Back in the late 90s when Microsoft was being hauled in front of the US Department Of Justice over accusations of trying to secure a monopoly in the OS market, the existence of Linux was one of the software giant’s arguments in its antitrust defence (it didn’t work, because Linux was tiny in terms of marketshare then).

In recent years, Microsoft has been more conciliatory towards the free and open source software community, but frankly the news that the “beast of Redmond” has decided to join the Linux Foundation as a platinum member still comes as a shock. This means that the former bastion to licensed software will be flinging a minimum of $500,000 to open source development and projects on an annual basis. This is a move that, back in the days of Ballmer and Bill Gates would have been laughed out of a boardroom if it had been proposed.

In reality, however, the move shouldn’t come as a massive surprise. Under current CEO Satya Nadella, Microsoft has begun embracing the idea of open source development and working with partners that, in the past, would’ve been unthinkable. As The Verge has pointed out, today Microsoft is the top listed company with the most open source contributors on Github.
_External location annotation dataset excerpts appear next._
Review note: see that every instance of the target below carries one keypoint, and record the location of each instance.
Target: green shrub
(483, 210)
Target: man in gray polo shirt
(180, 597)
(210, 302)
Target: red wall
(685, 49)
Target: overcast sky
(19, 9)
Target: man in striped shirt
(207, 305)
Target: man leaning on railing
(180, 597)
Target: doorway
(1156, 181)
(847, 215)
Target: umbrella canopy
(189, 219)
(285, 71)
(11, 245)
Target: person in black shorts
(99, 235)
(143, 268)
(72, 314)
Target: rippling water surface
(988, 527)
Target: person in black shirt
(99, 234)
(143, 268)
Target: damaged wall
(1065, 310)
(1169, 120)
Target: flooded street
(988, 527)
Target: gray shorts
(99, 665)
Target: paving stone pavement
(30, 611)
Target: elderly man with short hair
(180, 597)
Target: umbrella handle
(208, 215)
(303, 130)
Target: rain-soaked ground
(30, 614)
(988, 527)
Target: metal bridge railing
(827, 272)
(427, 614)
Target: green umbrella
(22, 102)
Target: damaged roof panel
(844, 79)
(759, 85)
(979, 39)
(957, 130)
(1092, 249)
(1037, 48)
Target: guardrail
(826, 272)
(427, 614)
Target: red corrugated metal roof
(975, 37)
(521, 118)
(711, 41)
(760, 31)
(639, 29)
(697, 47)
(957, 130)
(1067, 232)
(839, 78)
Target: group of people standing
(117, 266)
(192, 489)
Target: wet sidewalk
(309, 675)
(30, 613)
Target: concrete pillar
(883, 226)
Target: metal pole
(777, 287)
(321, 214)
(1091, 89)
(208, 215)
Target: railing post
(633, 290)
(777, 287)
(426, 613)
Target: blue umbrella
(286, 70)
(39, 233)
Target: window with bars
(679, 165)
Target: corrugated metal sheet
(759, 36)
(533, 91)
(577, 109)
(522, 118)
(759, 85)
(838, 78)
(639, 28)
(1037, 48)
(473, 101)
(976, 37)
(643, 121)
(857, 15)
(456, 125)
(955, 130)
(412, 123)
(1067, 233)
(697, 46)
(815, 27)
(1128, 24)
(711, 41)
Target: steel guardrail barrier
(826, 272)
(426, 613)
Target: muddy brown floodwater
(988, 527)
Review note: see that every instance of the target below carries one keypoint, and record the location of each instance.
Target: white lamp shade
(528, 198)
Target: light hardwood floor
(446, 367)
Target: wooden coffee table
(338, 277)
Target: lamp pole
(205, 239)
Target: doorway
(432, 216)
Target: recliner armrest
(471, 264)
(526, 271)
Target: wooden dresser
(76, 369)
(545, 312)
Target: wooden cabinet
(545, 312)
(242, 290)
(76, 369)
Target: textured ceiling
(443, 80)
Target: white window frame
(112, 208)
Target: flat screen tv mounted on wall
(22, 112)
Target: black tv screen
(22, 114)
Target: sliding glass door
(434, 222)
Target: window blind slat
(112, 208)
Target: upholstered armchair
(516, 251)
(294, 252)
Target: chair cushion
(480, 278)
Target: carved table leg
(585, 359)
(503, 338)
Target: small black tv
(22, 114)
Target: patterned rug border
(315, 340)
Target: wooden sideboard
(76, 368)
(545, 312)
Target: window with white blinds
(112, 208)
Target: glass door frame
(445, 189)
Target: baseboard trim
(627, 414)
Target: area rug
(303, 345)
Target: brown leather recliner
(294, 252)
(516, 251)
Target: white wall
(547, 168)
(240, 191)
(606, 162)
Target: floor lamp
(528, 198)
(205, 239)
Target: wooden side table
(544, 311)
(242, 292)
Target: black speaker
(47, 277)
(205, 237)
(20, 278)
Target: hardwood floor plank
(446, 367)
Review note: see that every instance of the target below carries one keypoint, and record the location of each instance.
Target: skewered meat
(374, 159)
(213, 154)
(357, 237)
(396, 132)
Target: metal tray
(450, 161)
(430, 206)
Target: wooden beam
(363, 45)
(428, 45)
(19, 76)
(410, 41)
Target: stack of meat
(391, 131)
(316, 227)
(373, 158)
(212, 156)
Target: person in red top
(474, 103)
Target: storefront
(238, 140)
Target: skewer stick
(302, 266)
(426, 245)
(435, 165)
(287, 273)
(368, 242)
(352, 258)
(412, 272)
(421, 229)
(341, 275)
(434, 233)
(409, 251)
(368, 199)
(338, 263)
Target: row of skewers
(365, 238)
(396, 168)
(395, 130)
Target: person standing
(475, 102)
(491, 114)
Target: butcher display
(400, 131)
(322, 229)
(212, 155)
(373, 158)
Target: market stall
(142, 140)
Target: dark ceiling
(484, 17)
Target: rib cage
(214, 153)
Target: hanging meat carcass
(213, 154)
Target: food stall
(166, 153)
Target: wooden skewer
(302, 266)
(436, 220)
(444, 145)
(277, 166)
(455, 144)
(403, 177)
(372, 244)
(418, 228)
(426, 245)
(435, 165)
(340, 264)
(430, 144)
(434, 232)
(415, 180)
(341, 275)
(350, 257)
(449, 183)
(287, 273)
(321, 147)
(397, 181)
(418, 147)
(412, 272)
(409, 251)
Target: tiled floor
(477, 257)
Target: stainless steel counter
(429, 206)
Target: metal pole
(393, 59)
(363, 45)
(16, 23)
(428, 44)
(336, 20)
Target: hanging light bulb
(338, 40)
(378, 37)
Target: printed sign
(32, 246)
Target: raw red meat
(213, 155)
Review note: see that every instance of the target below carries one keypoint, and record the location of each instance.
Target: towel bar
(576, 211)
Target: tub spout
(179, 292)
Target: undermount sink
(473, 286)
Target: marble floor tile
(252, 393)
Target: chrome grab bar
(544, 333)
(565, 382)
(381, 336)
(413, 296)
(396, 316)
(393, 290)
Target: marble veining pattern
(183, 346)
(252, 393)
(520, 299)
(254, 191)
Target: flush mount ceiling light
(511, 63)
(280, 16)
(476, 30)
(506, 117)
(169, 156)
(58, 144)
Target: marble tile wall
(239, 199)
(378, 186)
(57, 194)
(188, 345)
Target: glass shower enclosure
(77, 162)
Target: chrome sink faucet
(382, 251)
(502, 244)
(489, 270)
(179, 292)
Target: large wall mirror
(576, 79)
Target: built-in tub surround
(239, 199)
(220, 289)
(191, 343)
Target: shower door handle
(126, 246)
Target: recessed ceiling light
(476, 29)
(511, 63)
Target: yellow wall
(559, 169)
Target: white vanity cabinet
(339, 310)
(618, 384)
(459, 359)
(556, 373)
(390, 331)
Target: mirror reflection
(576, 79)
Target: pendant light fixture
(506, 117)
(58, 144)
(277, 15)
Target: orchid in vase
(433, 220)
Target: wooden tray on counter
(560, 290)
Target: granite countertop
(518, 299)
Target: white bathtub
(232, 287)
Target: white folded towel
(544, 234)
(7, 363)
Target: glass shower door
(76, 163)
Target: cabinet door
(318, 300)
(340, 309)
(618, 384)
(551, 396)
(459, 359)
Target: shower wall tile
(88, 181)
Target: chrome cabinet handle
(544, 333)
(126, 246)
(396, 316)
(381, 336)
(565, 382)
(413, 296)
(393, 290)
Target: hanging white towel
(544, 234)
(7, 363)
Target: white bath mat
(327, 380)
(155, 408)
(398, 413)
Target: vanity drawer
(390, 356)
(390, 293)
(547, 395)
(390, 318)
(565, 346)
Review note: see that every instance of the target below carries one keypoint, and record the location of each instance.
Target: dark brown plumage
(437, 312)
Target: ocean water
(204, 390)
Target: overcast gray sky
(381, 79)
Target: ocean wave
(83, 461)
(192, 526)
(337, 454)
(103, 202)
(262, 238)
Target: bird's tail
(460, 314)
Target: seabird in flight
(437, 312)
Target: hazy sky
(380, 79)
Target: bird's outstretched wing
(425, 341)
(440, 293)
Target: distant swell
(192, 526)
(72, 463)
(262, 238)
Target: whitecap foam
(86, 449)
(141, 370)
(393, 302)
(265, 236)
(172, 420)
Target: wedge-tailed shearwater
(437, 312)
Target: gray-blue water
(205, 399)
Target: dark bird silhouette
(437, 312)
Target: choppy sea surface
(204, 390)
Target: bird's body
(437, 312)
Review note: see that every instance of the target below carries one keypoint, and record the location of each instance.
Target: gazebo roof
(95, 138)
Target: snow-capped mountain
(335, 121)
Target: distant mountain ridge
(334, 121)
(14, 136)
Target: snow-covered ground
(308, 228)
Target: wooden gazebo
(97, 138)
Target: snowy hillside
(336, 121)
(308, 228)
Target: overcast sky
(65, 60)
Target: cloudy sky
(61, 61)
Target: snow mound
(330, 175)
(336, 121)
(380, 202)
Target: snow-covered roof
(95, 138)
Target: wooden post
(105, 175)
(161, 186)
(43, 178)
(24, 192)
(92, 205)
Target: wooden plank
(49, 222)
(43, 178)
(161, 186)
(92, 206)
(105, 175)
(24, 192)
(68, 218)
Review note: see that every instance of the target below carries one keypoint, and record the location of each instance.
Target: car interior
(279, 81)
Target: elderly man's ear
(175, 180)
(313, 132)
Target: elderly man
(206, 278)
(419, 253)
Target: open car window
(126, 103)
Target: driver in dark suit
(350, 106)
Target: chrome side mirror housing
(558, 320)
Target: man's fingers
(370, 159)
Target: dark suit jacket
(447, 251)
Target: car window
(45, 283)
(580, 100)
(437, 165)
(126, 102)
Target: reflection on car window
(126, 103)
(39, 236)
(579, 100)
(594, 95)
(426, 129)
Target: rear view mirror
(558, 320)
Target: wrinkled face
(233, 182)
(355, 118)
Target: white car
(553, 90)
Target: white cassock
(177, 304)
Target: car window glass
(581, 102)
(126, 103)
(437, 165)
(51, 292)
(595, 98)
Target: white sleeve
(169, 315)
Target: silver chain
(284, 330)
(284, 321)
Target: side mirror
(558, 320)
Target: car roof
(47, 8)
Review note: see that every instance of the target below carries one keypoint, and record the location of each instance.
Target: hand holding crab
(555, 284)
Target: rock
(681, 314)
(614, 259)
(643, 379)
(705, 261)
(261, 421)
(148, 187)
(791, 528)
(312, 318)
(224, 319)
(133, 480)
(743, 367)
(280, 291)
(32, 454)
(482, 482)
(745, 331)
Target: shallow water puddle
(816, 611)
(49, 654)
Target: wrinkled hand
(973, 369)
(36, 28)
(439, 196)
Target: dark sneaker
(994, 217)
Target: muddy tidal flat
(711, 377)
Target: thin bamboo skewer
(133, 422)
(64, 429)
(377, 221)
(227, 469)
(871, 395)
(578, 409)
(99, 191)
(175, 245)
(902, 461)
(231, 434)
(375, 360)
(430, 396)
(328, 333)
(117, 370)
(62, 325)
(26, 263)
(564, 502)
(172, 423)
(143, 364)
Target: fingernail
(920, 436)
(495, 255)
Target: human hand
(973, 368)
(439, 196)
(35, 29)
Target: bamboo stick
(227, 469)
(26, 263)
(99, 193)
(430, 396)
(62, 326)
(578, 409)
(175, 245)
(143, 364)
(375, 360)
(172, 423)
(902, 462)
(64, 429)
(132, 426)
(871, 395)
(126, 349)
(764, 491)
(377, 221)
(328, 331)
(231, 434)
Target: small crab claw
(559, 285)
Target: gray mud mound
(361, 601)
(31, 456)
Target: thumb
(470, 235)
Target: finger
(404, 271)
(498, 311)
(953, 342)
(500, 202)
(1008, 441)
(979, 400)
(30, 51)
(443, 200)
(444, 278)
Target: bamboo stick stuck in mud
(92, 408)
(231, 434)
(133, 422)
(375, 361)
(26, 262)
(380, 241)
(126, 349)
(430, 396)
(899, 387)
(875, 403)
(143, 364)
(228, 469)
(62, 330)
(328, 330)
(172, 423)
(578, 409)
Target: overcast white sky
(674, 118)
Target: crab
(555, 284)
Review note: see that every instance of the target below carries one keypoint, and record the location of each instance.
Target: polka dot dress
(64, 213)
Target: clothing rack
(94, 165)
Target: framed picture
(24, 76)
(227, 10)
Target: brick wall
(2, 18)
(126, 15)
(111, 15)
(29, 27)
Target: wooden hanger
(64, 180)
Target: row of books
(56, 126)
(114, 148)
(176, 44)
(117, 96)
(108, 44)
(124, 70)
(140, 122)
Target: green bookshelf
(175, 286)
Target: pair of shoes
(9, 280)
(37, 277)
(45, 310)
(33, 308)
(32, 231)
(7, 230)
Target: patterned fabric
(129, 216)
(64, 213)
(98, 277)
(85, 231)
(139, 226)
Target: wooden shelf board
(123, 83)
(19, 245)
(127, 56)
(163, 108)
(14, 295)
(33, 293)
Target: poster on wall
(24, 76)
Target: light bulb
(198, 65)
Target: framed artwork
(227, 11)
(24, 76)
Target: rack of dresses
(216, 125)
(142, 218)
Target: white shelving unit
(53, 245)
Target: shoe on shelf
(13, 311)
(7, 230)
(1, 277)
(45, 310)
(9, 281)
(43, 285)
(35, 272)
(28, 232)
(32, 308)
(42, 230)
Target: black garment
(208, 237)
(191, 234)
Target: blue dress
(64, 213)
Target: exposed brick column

Furthermore, Ars Technica notes that Microsoft has been carrying on a rather mutually beneficial with Linux for quite some time now.

The Linux Foundation has welcomed Microsoft’s membership with open arms.

“Microsoft is better able to collaborate with the open source community to deliver transformative mobile and cloud experiences to more people,” said executive director of the Linux Foundation, Jim Zemlin.

Just don’t expect Linux Torvalds to be posting screenies from a Windows desktop any time soon.